Sunday, July 02, 2006

July 2, 2006


My nude

My mother thinks my wife of 34 years is going to die,

The mother of my two sons.

I mean, the big picture is…my mother is right. She is still

Of the time when cancer was a precursor to death and death

Being the final insult, still, that it is makes cancer a secret…for shame,

For insult.

My wife is losing her hair…not at this moment dying…

What is left of it that I have not sheared.

Feelings about shearing one’s spouse and about the loss of hair,

And do I recommend you do it too, god forbid you have the opportunity:

The indignity of all the poking, prodding, injecting, lumpectomizing (x2),

Etc., etc., etc., do not equal the indignity of the loss

Of hair, I can

Tell you this…I am there…she is, emphatically.

But the shearing itself brings, oddly, a kind of posteriori

Masochistic satisfaction…or, there is no real satisfaction in it

Of any kind, but there is a fear of taking some delight

In participating in the spoiling of that for which you care.

The way it works is, you pretty much have to say, Now is the day

Because on the bathroom floor and in the sink…hair…and

It has been 14 days, and Monday is work and the work means

The wig, and we have to prepare it and for it.

And you do it, and thank god, really, in the morning she says,

My skin feels different.
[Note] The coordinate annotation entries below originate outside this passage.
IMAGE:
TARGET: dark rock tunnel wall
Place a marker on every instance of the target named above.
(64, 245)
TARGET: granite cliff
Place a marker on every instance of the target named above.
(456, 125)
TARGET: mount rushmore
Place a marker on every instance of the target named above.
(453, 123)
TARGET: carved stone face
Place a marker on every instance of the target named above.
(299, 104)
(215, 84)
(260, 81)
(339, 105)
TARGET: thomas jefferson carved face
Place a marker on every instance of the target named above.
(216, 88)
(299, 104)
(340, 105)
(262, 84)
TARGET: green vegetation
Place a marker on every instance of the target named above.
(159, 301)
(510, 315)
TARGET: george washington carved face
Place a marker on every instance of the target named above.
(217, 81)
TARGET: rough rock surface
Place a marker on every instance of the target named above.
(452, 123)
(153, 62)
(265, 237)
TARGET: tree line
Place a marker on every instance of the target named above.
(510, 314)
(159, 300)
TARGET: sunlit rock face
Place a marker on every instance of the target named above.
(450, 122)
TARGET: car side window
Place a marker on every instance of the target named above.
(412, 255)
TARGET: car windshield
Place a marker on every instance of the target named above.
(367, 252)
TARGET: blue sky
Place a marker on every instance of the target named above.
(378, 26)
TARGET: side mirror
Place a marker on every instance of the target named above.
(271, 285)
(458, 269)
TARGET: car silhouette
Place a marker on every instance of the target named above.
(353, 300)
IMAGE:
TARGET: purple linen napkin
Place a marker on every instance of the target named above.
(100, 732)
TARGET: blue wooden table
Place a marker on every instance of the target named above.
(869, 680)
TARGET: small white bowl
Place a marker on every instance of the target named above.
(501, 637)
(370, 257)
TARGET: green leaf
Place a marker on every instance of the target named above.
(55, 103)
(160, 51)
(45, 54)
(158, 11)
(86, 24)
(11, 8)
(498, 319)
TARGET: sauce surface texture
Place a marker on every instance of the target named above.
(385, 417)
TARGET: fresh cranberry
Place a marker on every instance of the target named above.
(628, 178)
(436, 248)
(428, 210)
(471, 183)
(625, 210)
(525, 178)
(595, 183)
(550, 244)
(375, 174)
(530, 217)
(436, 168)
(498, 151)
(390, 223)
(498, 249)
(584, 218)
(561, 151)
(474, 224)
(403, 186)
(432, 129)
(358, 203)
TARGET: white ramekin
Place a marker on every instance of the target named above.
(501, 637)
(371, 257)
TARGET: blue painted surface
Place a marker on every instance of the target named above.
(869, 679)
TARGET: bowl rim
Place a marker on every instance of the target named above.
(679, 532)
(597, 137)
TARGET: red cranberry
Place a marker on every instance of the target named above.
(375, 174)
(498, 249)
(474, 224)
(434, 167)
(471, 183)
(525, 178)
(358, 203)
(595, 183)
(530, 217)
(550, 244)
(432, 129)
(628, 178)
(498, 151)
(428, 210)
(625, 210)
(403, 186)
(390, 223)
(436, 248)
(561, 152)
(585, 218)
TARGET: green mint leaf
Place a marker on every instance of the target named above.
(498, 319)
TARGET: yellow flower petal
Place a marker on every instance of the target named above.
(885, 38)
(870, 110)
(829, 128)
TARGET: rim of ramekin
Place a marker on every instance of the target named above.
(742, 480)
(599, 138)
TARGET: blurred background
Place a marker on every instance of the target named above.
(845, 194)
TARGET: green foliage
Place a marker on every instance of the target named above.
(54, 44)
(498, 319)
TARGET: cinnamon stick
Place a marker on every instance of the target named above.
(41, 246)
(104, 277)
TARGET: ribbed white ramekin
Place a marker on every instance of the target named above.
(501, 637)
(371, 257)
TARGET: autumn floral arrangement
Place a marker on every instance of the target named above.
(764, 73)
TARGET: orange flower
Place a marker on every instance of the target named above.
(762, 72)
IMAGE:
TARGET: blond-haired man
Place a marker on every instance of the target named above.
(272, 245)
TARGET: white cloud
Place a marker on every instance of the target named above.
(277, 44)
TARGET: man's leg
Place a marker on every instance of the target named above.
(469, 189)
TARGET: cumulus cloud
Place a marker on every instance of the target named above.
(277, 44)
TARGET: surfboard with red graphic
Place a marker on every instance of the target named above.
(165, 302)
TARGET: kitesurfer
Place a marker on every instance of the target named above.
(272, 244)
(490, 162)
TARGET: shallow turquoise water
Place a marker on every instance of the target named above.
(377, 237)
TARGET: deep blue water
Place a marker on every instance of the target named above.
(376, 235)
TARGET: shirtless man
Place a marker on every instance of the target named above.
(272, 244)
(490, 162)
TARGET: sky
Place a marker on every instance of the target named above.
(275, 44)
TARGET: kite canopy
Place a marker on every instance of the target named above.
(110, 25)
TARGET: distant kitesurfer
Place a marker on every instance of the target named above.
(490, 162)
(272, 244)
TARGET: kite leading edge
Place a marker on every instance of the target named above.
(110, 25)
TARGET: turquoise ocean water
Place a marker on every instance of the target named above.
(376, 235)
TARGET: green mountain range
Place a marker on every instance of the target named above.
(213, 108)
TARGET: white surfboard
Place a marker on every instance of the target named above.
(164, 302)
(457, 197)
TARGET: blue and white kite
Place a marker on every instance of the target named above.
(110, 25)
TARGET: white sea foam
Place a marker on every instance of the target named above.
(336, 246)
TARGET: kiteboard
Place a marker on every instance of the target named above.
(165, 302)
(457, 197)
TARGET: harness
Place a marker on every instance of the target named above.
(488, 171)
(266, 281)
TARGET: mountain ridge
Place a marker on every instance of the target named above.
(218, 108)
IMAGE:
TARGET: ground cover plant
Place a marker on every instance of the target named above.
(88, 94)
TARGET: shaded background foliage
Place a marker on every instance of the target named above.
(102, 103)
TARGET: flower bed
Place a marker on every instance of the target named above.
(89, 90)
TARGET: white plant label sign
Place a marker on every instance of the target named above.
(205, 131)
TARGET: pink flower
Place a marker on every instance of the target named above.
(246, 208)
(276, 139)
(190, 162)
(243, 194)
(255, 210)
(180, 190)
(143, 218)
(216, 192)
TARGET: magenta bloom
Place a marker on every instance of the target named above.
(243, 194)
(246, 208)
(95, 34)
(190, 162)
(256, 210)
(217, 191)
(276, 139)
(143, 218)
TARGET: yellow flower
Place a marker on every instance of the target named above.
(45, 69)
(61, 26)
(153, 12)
That’s the satisfaction: a relief

That you, that is I, didn’t just mutilate someone…something’s

Really going on in there. Then you say, god, I shouldn’t feel relief,

But you do not because something’s going on in there,

But because what you did was important, good, caring, and difficult.

It could have been done by Gary her hairdresser, or

It could have been done by David at the Women’s Store

At Northside Hospital where we purchased the wig.

It could have been done with great fanfare in the backyard

With sons, friends, wine and barbecued ribs.

But it was done in the kitchen alone except for a little

Beefeaters for each of us, and obscured mirrors for her

Until this morning. It was sad and tender and intimate

And ours…alone. There was neither pity, humor, nor small talk.

There were fantastic stuffed grilled hamburgers

Before hand to beef us up.

And now its done. And there was a walk along the river in scarf

And hat this morning…a coming out. And there was a returning

Home and shampooing the wig and getting it to fit right

And 2 or 3 hours of reassurance from a son and me; and there

Was going out to the market in the wig…a second coming

Out. And it is all okay, until Friday when the 2nd treatment

In the 1st cycle of chemotherapy is repeated: 3 hours of it,

Then back to work and feeling okay for a day or 2

Then, well some of it is our own, but on the day god said,

Let the waters be gathered together in one place,

And let there be dry land, that is on the 3rd day, she will need rest,

For even god needed it after the 7th day and she is

Good, but she is not god.

I admit as well a certain titillation in seeing my hairless nude,

A little upturn of lips…a wink.

2 Comments:

Blogger anna said...

dear al bear, this is such a wonderful poem - the tiny sly comment at the finish allows one
to breathe again.

I think writing about this would/should be a cleansing event.

3:23 AM  
Blogger Pawlie Kokonuts said...

Al, friend,
As suspected, this venue, this place is made for you. Yes, Anna, is right. It's a poem you wrote. Though I often think of our exchanges as, what, gracefilled exchanges. Thanks. Of course, being out there naked in the world, these words, I am assuming it is okay that this nakedness be shared. But not clothed. No, not clothed or covered over. Pax tecum hodie.